A security expert’s disclosure details how page-cache flaws in xfrm-ESP and RxRPC can be exploited to achieve deterministic root access.
On 7 May 2026, a security expert, Hyunwoo Kim (known online as @v4bel), shared how he discovered a devastating zero day vulnerability in the Linux kernel that lets any ordinary user escalate to full root access across virtually all major distributions of the operating system.
The disclosure was made after an unexpected third-party leak derailed the planned coordinated disclosure. As of 10 May 2026, no official patches have been rolled out by any vendor, leaving system administrators in a bind.
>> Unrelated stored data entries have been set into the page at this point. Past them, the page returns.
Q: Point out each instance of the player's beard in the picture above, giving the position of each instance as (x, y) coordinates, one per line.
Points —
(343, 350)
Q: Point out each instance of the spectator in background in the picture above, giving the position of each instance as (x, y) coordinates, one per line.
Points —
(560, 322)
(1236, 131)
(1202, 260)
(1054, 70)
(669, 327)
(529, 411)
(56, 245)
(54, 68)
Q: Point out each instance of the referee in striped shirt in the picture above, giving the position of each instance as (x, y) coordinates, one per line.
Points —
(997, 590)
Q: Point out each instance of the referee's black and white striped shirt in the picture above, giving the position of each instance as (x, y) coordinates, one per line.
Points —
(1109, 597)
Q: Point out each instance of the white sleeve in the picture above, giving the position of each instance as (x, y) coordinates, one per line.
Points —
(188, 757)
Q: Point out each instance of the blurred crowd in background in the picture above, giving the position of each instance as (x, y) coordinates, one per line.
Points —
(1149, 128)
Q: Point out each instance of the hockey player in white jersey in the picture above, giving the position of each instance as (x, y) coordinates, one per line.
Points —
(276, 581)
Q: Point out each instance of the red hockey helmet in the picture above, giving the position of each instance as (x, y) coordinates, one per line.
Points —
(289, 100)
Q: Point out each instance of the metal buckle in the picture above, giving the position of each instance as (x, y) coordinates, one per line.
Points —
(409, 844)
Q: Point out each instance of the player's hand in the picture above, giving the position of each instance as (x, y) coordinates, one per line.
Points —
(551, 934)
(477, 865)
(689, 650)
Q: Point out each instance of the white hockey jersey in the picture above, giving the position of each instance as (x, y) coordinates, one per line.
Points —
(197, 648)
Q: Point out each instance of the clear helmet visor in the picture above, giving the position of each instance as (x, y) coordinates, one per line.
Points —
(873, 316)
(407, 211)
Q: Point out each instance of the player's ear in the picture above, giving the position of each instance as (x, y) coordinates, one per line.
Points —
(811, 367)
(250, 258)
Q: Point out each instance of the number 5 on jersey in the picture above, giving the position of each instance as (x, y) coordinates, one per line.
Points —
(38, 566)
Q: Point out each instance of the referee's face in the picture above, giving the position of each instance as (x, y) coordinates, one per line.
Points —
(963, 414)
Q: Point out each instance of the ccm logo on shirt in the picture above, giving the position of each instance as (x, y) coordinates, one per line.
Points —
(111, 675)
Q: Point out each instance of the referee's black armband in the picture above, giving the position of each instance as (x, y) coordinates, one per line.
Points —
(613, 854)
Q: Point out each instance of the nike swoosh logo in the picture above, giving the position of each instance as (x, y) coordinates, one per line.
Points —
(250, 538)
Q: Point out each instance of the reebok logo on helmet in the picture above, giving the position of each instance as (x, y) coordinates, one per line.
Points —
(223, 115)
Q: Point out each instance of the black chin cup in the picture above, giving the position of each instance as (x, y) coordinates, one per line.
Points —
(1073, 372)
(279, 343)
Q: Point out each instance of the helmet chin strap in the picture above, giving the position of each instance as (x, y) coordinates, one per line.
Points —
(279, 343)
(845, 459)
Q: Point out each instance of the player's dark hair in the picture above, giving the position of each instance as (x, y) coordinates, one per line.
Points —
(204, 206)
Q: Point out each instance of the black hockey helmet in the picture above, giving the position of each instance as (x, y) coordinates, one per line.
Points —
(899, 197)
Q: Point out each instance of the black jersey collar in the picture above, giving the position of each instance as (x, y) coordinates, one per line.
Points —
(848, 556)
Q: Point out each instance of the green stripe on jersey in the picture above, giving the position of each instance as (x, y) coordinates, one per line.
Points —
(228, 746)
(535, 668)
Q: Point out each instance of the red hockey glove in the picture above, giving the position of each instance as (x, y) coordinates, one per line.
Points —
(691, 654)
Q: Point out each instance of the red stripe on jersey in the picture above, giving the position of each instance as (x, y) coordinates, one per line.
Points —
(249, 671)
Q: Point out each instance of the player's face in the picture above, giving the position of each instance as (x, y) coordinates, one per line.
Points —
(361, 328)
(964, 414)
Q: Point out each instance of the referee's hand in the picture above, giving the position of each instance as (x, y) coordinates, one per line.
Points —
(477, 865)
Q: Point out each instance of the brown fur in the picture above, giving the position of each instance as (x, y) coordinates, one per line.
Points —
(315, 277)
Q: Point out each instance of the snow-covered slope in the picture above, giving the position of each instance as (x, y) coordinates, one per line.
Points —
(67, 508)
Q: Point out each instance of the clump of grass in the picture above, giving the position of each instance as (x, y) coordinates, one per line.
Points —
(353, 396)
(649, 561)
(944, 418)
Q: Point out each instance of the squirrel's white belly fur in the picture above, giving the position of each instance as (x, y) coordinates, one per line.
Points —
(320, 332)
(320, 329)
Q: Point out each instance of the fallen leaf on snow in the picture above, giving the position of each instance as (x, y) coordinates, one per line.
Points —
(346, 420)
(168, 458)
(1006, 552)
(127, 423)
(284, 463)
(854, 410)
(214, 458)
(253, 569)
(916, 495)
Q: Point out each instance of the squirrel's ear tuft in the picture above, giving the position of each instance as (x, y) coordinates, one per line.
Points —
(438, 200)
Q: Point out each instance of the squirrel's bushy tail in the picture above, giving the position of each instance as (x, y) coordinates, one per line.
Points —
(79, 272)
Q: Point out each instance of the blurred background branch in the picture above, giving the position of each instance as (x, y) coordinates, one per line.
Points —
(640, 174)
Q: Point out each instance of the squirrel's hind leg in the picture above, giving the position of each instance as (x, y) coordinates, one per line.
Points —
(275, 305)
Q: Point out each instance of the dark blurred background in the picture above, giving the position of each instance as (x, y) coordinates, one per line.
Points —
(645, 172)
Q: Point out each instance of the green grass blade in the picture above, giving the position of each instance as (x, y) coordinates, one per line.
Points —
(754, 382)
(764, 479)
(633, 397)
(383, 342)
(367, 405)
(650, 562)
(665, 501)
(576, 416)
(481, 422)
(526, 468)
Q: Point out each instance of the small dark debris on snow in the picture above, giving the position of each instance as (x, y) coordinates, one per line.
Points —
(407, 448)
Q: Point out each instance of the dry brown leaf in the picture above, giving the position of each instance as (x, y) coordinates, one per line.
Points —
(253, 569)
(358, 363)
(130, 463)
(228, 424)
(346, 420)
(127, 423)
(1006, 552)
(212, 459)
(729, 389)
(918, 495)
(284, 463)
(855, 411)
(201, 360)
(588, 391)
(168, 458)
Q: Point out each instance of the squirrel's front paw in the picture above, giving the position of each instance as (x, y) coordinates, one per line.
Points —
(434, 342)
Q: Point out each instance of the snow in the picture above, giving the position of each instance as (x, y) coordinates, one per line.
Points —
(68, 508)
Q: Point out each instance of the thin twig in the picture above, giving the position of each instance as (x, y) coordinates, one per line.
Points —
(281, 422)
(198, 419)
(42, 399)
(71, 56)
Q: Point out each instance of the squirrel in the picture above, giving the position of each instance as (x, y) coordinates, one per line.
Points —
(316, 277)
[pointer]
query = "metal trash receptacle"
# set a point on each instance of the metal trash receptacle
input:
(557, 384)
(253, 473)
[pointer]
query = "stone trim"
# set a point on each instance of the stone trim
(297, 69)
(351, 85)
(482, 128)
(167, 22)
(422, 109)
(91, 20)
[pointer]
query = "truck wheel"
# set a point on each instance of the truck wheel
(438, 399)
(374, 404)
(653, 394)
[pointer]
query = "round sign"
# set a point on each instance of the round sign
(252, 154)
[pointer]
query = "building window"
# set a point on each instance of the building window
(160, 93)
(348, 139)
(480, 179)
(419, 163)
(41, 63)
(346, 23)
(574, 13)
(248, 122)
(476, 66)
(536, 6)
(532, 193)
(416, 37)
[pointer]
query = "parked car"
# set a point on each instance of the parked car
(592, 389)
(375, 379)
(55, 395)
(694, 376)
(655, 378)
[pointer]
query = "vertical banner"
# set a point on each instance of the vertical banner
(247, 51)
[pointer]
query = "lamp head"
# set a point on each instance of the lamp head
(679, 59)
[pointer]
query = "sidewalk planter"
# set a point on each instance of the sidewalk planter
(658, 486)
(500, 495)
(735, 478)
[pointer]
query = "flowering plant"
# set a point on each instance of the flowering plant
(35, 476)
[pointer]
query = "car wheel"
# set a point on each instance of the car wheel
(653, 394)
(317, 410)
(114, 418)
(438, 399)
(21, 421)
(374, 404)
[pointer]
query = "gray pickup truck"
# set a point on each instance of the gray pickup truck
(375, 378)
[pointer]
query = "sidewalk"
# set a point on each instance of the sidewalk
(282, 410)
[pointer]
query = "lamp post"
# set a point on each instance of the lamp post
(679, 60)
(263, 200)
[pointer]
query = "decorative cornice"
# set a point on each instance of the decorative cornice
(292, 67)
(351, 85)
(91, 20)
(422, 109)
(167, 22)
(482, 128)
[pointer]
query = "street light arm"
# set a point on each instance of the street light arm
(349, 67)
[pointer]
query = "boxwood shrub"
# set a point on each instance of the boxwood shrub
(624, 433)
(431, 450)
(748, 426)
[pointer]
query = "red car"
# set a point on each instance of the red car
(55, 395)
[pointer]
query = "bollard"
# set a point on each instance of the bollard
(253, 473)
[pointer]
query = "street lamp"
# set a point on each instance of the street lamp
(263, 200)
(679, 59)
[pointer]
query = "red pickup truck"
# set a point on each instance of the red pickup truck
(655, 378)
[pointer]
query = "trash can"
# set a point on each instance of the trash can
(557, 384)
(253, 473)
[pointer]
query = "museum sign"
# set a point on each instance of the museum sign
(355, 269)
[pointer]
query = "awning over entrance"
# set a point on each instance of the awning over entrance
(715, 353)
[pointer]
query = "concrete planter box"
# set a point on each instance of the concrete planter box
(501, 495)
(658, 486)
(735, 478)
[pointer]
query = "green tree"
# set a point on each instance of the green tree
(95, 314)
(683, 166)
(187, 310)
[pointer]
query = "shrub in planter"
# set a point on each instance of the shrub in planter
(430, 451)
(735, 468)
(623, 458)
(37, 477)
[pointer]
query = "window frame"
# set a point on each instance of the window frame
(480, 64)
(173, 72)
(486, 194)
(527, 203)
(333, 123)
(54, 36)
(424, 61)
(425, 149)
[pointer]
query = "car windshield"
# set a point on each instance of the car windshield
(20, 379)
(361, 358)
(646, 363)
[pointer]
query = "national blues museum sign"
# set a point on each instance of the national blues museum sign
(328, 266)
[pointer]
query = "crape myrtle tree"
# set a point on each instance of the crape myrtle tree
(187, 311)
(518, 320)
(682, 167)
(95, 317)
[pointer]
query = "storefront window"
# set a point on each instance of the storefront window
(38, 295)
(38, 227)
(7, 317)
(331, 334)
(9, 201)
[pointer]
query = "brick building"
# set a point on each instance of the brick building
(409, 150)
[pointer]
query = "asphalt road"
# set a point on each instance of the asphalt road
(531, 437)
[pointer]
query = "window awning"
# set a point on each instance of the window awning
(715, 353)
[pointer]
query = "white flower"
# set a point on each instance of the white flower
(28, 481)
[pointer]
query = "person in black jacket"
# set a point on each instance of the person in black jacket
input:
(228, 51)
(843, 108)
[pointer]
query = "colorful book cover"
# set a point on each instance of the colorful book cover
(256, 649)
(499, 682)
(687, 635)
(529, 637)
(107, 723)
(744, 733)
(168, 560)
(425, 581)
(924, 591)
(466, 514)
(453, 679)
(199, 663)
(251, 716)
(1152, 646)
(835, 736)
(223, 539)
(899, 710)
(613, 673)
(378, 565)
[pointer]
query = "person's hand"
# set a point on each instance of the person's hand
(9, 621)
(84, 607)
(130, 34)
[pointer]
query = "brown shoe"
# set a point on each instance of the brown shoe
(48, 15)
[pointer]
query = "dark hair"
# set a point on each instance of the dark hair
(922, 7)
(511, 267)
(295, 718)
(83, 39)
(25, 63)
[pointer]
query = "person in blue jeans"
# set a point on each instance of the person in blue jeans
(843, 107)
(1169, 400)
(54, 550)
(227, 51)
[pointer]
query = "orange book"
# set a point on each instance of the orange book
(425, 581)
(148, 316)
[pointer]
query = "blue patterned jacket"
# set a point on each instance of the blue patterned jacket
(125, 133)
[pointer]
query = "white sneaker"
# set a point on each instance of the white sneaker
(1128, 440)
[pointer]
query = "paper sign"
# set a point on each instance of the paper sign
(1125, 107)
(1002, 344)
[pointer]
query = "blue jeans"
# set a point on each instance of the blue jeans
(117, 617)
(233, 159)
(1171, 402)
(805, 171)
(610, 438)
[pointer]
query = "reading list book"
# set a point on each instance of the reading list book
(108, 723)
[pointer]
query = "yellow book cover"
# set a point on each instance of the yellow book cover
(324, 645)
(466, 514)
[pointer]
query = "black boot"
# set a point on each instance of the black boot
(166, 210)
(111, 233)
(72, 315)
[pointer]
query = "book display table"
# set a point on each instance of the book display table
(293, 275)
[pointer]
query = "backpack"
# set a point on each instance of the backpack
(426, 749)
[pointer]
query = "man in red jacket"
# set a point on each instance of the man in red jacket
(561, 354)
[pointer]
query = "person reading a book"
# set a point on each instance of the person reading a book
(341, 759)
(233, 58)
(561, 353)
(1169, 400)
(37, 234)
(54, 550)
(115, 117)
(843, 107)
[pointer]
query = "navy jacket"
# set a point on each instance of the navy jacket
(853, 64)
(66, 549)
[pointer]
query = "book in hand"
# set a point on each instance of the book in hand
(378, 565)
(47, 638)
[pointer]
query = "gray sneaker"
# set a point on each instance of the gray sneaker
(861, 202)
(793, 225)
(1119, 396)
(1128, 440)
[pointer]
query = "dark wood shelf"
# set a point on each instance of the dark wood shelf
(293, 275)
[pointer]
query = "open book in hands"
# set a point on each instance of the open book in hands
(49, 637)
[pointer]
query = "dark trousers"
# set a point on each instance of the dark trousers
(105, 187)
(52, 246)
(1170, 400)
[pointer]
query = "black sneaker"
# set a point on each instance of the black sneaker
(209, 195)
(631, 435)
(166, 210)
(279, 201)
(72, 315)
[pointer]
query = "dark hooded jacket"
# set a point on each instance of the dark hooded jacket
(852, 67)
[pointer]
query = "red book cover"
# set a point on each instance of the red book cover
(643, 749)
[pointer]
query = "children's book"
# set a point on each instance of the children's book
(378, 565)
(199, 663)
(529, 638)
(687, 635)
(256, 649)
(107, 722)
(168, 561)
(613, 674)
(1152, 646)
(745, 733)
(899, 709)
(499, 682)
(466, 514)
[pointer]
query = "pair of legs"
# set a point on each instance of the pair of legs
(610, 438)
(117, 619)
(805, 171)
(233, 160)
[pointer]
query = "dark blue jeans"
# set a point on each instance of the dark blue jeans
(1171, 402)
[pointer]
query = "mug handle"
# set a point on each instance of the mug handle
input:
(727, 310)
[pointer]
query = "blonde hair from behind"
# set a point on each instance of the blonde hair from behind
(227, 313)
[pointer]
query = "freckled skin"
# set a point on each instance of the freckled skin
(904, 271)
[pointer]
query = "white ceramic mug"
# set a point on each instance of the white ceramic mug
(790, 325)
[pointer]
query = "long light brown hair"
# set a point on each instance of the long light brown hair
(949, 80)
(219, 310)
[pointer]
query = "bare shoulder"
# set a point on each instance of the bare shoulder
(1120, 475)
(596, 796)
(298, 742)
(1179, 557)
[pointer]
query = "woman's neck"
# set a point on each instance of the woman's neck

At the moment, only makeshift workarounds are being explored to stem potential attacks on servers, cloud platforms, and desktops worldwide.
A zero day called “Dirty Frag”
At its core, the zero-day vulnerability links two subtle page-cache manipulation flaws: one lurking in the xfrm-ESP handling for IPsec traffic, and another in the RxRPC transport used by advanced file-sharing systems:
- Attackers weaponize the kernel’s efficient zero-copy send feature, where the splice() system call slips a reference to a cached read-only page — think critical files such as /usr/bin/su or /etc/passwd — straight into a network buffer’s “frag” slot.
- On the receiving end, the kernel runs cryptographic transformations right on that shared memory page, permanently corrupting the cached file contents without triggering traditional protections.
- What sets this apart from typical exploits is its rock-solid determinism: no fragile race conditions or timing tricks required. Success rates hover near 100%, and Kim has shared a GitHub proof-of-concept that elevates privileges with literally one command, making it a nightmare for unpatched environments.
On 30 April 2026, Kim had notified security@kernel.org about the zero day he dubbed “Dirty Frag”, and posting comprehensive details to the Linux-distros mailing list on 7 May 2026, with a reasonable five-day embargo aimed at May 12 for patch releases. Mere hours later, disaster struck when an independent actor dissected an already-public netdev commit fix and dropped their own exploit repo, cheekily dubbed “Copy Fail 2: Electric Boogaloo.” They insisted it stemmed from open-source analysis, not any insider leak from Kim’s process.
After huddling with distro maintainers, Kim opted for full transparency, releasing docs, analysis, and exploit code to empower defenders amid the chaos.
Current mitigation procedures
Patchless defenses center on blacklisting the culprits: the esp4, esp6, and rxrpc kernel modules.
Red Hat stresses this kills IPsec tunnels dependent on kernel-level data paths, so admins should test rigorously outside production first.
CloudLinux points out rxrpc — tied mostly to niche AFS clients — skips standard web-hosting setups, softening the blow there. Notably, this evades fixes for “Copy Fail” (CVE-2026-31431), a sibling vulnerability from just a week prior that targeted algif_aead blocklisting in the identical subsystem.
Red Hat formally tracks Kim’s discovery as CVE-2026-43284, pegging its reach to about nine years of kernel releases.
The fallout underscores deepening worries over Linux kernel networking crypto paths, especially post-Copy Fail. Organizations should lock down local user accounts, watch for tampering in su binaries or passwd files, and segregate exposed systems.